The “formal protocols” layer is typically referred to generically as the “transport” (even though it may or may not contain formal OSI transport-layer functionality). When IoT comms folks talk about being standards-based, this is typically where most of the standards lie, whether it’s TCP/IP or Zigbee or whatever.
Above that is the generic messaging layer, and it’s simply a way to encode information for shipment elsewhere. There are no semantics, and the receiving entity needs to understand how the message was built in order to unpack it properly. The contents themselves aren’t standardized. We identified Xively as an example of this, but there are other standards working here as well; MQTT would be an example. DDS is another one. Note that, at this level, there may be some level of prescribed format, but there are no prescribed semantics for specific types of endpoints.
Such semantics belong in the layer above, where we find business objects. Just to clarify the difference here, let’s take 3 examples:
– In one case, a generic message protocol might be leveraged to carry, say, instructions to a thermostat. Let’s say there are a couple header bytes and then a message field. The designer could use the first byte of the message field to identify that this is going to a thermostat and the second byte could identify which thermostat, and then the following bytes would carry the instruction and any data (for instance, “set temperature to 72”). This structure has been defined for this system only, and both ends of the system need to know what the various bytes signify in order to communicate.
– In another case, more like DDS, there may already be a provision for generic “topics.” So, in this case, the designer could encode instructions just like above, but rather than having to build in a field for “thermostats,” he or she could simply use a thermostat topic to which interested subscribers could subscribe. The specific thermostat instructions would still be custom, but some of the infrastructure for getting the messages to interested parties is built into the protocol.

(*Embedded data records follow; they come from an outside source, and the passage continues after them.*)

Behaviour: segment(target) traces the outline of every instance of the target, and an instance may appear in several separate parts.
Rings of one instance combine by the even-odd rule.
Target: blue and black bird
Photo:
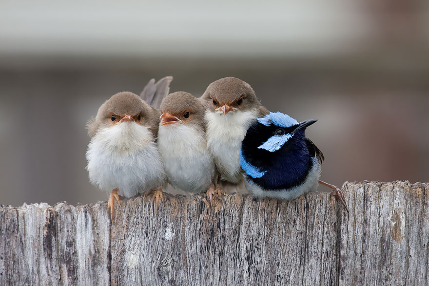
[[[271,112],[249,128],[240,163],[251,194],[290,200],[315,191],[320,183],[331,188],[349,211],[341,190],[319,180],[323,154],[305,136],[306,128],[316,121],[299,123],[287,114]]]

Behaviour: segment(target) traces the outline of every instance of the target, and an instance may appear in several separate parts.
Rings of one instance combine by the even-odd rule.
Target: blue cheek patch
[[[240,150],[240,165],[246,174],[253,178],[258,179],[265,174],[268,171],[260,171],[259,169],[246,162],[243,156],[243,152]]]
[[[275,135],[272,136],[262,145],[258,147],[258,149],[264,149],[270,152],[274,152],[280,149],[283,144],[292,137],[290,134],[285,134],[281,136]]]

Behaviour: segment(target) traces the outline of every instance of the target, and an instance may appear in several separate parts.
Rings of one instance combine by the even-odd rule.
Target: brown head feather
[[[211,83],[201,99],[209,110],[212,111],[224,104],[242,111],[262,106],[250,84],[232,76],[224,77]],[[240,101],[240,99],[242,100]]]
[[[159,112],[149,106],[138,95],[130,92],[122,92],[113,95],[98,109],[95,118],[90,119],[87,123],[88,133],[93,137],[100,128],[112,125],[112,114],[123,116],[126,114],[137,116],[141,119],[136,122],[147,127],[156,138],[159,121]]]
[[[182,121],[183,124],[197,125],[204,129],[205,108],[198,98],[185,92],[168,95],[161,104],[161,112],[168,113]],[[189,117],[183,115],[189,112]]]

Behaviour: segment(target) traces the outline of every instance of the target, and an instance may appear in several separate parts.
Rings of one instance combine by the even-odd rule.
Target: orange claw
[[[117,194],[118,189],[114,189],[112,191],[112,192],[110,193],[110,195],[109,196],[109,200],[107,201],[107,211],[110,210],[110,219],[111,220],[113,220],[114,217],[114,211],[113,208],[115,207],[115,201],[116,201],[119,204],[119,206],[120,206],[120,201],[119,199],[119,195]]]

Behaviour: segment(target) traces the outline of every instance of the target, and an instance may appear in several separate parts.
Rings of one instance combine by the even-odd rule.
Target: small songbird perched
[[[290,200],[315,191],[320,183],[332,190],[348,212],[341,191],[319,180],[323,154],[305,136],[306,128],[316,121],[298,123],[286,114],[270,113],[250,127],[240,162],[251,193]]]
[[[169,95],[161,104],[158,146],[169,183],[191,193],[214,192],[214,164],[207,149],[205,108],[191,94]]]
[[[143,95],[150,103],[157,96],[165,96],[172,79],[165,77],[156,84],[149,82]],[[157,204],[162,198],[166,177],[156,142],[160,114],[138,95],[124,92],[104,102],[88,122],[90,181],[111,191],[108,209],[112,217],[115,200],[119,203],[118,193],[130,197],[155,191]]]
[[[235,77],[212,82],[201,98],[207,108],[208,147],[219,176],[237,184],[243,178],[240,166],[241,142],[249,127],[268,111],[259,102],[250,85]]]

– Those prior two fall short of containing business object semantics because the thermostat-specific instructions are custom. The third example would, by contrast, include a thermostat object, and that object would have a pre-defined API. You wouldn’t “invent” codes for “set temp,” “turn on,” “turn off,” etc.; they would be part of the protocol. The benefit here is that any system talking to a thermostat from any vendor supporting the protocol would work. There’s no vendor lock-in (which may not be viewed as a benefit by some vendors).
The IPSO Alliance has put together a “starter pack” of IoT objects. They’ve done so given that their main objective, proliferation of IP, can be extended to include constrained-resource Things via IPv6 and 6LoWPAN. The reference implementation leverages the Lightweight M2M protocol, designed for device management and services, which is itself based on the new CoAP protocol, which provides messaging for low-bandwidth, low-power devices with constrained resources.
That said, the objects can be implemented over other protocols as well. There’s nothing about them that constrains them to IP-based transport.
They’ve created 18 different objects. Some of them are rather generic:
- Digital input
- Digital output
- Analog input
- Analog output
- Generic sensor
- Power measurement
- Set point
- Load control
So, for instance, while there’s not a specific thermostat object, the “actuation” object allows for turn on/off, and the “set point” object allows for setting a value, like the temperature.
Then there are some specific objects:
- Illuminance sensor
- Presence sensor
- Temperature sensor
- Humidity sensor
- Light control
- Power control
Each object has defined “resources.” For example, the Illuminance sensor object has the following resources:
- Sensor value
- Min measured value (since last reset)
- Max measured value (since last reset)
- Min range value
- Max range value
- Reset min/max measured values
Each resource has its own ID. Names and IDs are registered through the Open Mobile Alliance (the group that defined LWM2M) Name Authority.